Outside, we heard a chant begin.
"Gallus! Gallus!"
Eamonn caught my eye. "We should be there."
I nodded. "Tell them."
He rose. "Listen, lads!" he called, and they fell silent. "Barbarus squadron will pay homage to the man who led us to victory. When the time comes, follow my lead, eh?"
They agreed, chanting Gallus Tadius' name with cheerful oblivion. We spilled onto the portico. The streets were still thronged, though mostly with the living and victorious now. Lucius was in the thick of it, soldiers surging around him, the red horsehair crest bobbing.
"Gallus! Gallus!"
I leaned against a column. Somehow, amidst the turmoil, Lucius glanced toward me. Beneath the shadow of his gilded helmet, I saw his wide mouth quirk in a smile. I thought about his kiss and smiled in reply.
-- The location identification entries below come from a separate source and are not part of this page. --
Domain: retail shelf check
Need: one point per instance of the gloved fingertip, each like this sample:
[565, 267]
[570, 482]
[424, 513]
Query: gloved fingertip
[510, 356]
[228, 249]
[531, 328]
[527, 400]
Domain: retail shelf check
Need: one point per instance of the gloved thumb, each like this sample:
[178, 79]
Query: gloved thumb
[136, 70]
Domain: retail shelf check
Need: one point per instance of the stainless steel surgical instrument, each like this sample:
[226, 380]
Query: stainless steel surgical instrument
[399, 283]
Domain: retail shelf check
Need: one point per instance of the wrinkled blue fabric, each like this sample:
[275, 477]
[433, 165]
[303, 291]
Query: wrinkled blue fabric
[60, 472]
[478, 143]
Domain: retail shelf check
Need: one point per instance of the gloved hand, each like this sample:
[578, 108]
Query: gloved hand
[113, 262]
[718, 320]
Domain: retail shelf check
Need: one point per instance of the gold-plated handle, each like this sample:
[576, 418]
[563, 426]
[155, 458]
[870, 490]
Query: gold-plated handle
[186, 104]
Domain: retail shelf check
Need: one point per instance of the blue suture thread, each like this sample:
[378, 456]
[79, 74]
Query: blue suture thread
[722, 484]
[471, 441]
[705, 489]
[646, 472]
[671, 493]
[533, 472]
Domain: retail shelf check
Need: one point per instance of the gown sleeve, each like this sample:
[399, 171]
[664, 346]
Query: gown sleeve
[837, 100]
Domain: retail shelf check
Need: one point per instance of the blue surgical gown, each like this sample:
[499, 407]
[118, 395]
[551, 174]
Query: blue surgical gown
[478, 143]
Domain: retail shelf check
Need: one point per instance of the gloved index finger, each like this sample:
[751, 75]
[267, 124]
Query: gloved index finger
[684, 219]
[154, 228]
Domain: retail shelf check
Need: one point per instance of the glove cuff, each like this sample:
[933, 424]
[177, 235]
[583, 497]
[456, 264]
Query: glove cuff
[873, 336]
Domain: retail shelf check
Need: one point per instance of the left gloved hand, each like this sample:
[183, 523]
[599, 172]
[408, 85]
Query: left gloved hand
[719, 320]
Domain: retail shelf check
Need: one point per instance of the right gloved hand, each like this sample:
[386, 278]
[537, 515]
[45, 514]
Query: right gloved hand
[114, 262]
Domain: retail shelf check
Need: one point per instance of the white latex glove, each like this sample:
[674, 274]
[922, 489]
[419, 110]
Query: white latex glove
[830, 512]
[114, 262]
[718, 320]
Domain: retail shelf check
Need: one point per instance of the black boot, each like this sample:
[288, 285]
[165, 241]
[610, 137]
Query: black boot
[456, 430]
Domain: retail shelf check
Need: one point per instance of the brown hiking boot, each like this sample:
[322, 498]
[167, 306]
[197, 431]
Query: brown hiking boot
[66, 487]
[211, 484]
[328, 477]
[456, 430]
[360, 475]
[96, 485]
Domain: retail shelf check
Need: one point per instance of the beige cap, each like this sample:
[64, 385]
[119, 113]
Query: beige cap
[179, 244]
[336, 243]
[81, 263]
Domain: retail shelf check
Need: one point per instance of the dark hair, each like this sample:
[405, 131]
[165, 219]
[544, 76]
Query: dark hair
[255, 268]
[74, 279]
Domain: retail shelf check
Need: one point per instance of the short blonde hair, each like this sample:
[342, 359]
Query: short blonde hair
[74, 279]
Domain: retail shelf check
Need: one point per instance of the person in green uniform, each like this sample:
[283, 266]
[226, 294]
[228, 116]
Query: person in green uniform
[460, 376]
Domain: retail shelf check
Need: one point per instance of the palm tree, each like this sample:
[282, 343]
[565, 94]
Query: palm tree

"Lucca!" he called, his voice clear and carrying; his voice, Lucius' voice, Master Piero's prize student, capable of arguing black into white and night into day. "Know this! In your hour of need, Gallus Tadius served you well. He taught you, he trained you, and he laid his plans. He loved Lucca so well, he returned from the underworld to serve it; he loved Lucca so well, he returned to the underworld to save it! It is only thusly that the flood was dispelled, and Gallus Tadius banished. And I have done my best to lead you in accordance with his wishes."
There were cheers, but there was a note of bewilderment amidst them.
Lucius raised his hand. "And for that, I, Lucius Tadius da Lucca, honor the spirit of my great-grandfather, and give thanks for your courage!"
A confused silence settled.
Eamonn drew a deep breath, his broad chest swelling, and loosed his booming voice. "Lu-cius! Lu-cius! Lu-cius!"